MARCELLUS Briefs

Feb. 1, 2014

ECA partners with China Shenhua Energy

Denver, Colo.-based producer Energy Corporation of America (ECA) has entered into a 50-50 partnership with a subsidiary of China Shenhua Energy Co. Ltd. in the Marcellus shale.

Under the terms of the agreement, Shenhua America Holdings Corp. and ECA will jointly develop 25 natural gas wells during the next 18 months in Greene County, Pa.

Shenhua is set to contribute an initial $90 million toward drilling costs, and additional costs will be evenly split between the two companies. ECA will serve as operator.

Shenhua's state-owned parent company is the biggest coal company in China and the largest coal distributor in the world.

John Mork, chief executive officer of ECA, said: "We are very pleased to be working with Shenhua on this joint venture, and this is only the beginning of what, I hope, will be a long, mutually-beneficial working relationship."

Greene County is at the center of ECA's Marcellus shale development program.
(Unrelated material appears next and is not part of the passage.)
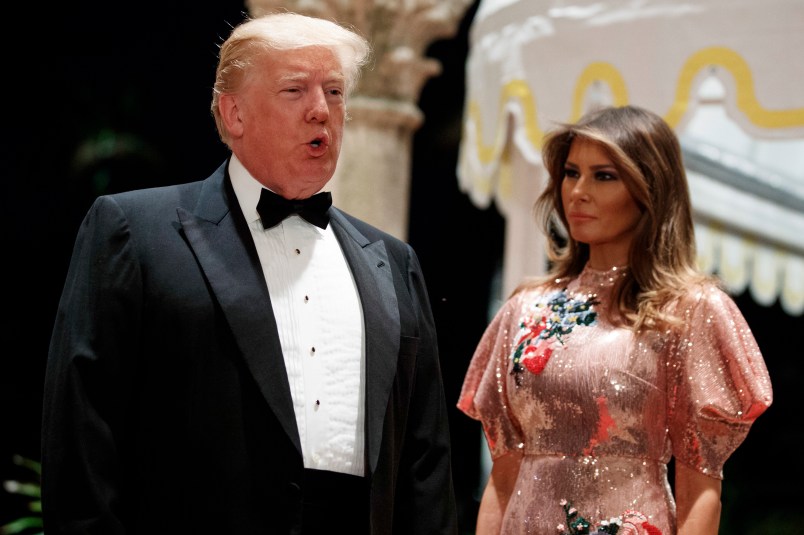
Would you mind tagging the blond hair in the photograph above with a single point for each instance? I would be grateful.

The private company operates more than 4,600 wells and 5,000 miles of pipeline in the Appalachian basin, where it has been active for more than 45 years.

ECA is currently focused on developing its Marcellus shale acreage in Pennsylvania and West Virginia.
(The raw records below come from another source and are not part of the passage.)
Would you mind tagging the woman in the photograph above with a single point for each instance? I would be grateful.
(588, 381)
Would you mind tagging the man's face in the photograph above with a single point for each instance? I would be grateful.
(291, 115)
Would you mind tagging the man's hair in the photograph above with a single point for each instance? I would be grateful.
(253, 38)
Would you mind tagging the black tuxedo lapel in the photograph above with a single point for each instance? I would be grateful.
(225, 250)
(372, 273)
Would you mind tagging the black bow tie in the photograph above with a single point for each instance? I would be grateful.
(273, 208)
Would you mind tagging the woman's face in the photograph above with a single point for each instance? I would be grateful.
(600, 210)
Enterprise nears startup of ATEX line

Enterprise Products Partners LP began injecting ethane into the Appalachia-to-Texas Express (ATEX) pipeline in November and expected full commercial service on the line to commence in January 2014.
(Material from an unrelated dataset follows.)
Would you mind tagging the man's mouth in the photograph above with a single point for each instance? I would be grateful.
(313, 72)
The 1,230-mile ATEX line originates in Washington County, Pa., and connects to four fractionators in the Marcellus-Utica shale region, including MarkWest's Houston and Cadiz plants in Pennsylvania and Ohio, respectively, the Blue Racer Natrium plant in West Virginia, and the Utica East Ohio Scio plant.

ATEX will have an initial capacity of 125,000 b/d, expandable to 265,000 b/d. The project is supported by firm ship-or-pay transportation agreements with 15-year terms. About 65,000 b/d is expected to move initially, ramping up to more than 130,000 b/d in 2018.

ATEX terminates at Enterprise's Mont Belvieu, Tex., complex, which has more than 100 million bbl of NGL and petroleum liquid storage, more than 750,000 b/d of fractionation capacity, and an extensive NGL distribution system. Enterprise said once its Aegis ethane pipeline is completed, ATEX will link Marcellus-produced ethane to every ethylene production facility in the US and provide supply to crackers planned for the Gulf Coast.

Enterprise's distribution system also supplies its LPG export terminal along the Houston Ship Channel and is expected to supply a second export terminal now under development. The new terminal will load 6-6.5 million bbl/month of low-ethane propane and butane on vessels up to very large gas carrier-class in size.

Site evaluations are under way in Louisiana and Texas, and the facility has a targeted in-service date in fourth-quarter 2015.

Consol Energy closes Marcellus shale deal

Consol Energy Inc. has agreed pay $190 million for the drilling rights to nearly 90,000 contiguous acres prospective for the Marcellus shale from Dominion Transmission, a unit of Dominion Resources.

The majority of the acreage, which is associated with Dominion's Fink-Kennedy, Lost Creek, and Racket Newberne gas storage fields in West Virginia, lies in Lewis and Harrison counties. Consul figures that more than half of the acreage is prospective for wet gas.

Consol Chief Executive Officer J. Brett Harvey said the acquisition complements Consol's acreage position in Northwest Virginia and "could represent the largest untapped contiguous acreage in the southern core of the Marcellus shale."

The transaction is expected to provide Consol with more than 350 risked long lateral Marcellus shale drilling locations.

Consol is set to pay a total gross consideration of up to $190 million in two installments. Roughly half of the total was paid to Dominion when the deal closed in December, and the remainder is due over time as wells are drilled. Consol has also committed to be an anchor shipper on Dominion's transmission system.

Noble Energy Corp., Consol's joint venture partner in the Marcellus shale, has exercised its right to participate in the transaction at a 50% level.

Separately, Pittsburgh, Pa.-based Consol said that it experimented with enhanced completion and production techniques in the Marcellus shale during the past 18 months and plans to move toward large-scale application of these methods in the months ahead.

The techniques were recently utilized at several Marcellus shale wells. Consol said 11 wells drilled on three pads were completed with some combination of shorter stage lengths, reduced cluster spacing, and other enhanced production techniques.

Initial production from the wells averaged 10.7 MMcfed and ranged from 5.3 MMcfed to 18.4 MMcfed. Average lateral length was 5,300 ft. Consol figures the estimated ultimate recovery for the wells could approach 2.0 bcfe/1,000 lateral ft.